All I remembered that was I woke up to a strained neck and an aching body. But atleast, I got my chapter. All the writers out there would agree with me. But now, I'm really regretting my decision. I had been feeling funny since I woke up. But I brushed the feeling off. I thought of it to be a mild sleep deprivation.

But I think it's more than that. It reached to a point where I couldn't focus on the computer screen. The screen infront of me became blur. I blinked my eyes to get rid of the bluriness. It did vanished but my head was still aching. Deciding to turn off the computer, I brought out the files.
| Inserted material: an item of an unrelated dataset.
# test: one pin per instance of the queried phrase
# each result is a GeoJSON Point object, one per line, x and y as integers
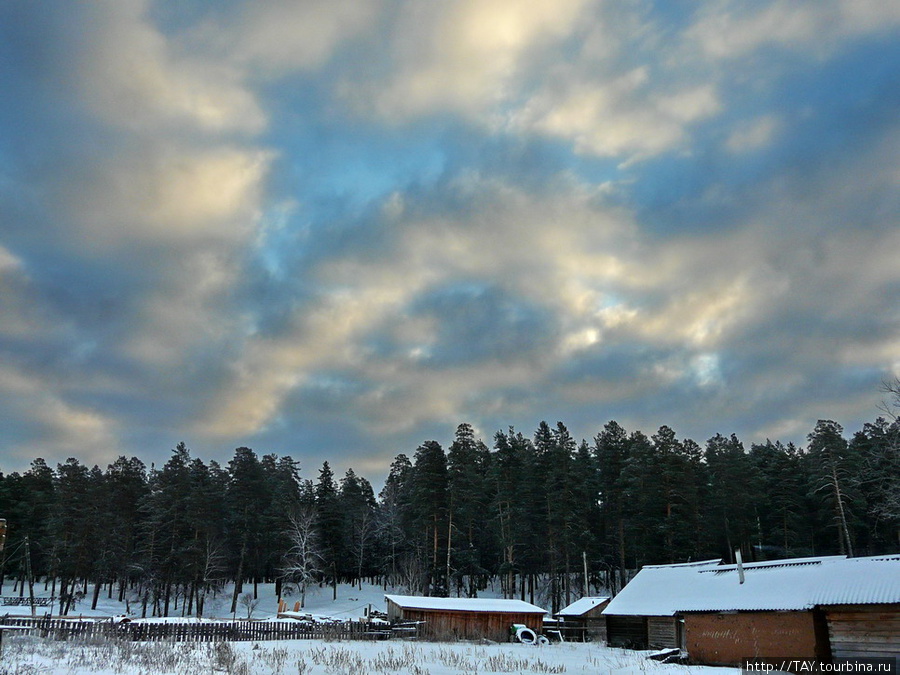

Mr. Volkov needed to sign on some documents. I grabbed those documents before standing up. A sudden wave of dizziness overwhelmed nearly stumbling me out of my balance. I grabbed the arm of the chair tightly. My vision blurred once again but I managed to composed myself.

You can do it, Alana.

With that said, I walked out of the office. I could feel my body tired. It felt like I was suddenly weighted 1000lbs. Each step was like moving iron. I somehow made my way towards the CEOs cabin. Upon reaching, I took deep breaths to calm myself down. I can't possibly have Mr. Volkov see me in this condition.

I cleared my throat before knocking on the door. When he permitted, I entered inside. He was busy typing away on his laptop.

"Sir, there are some documents for you to sign."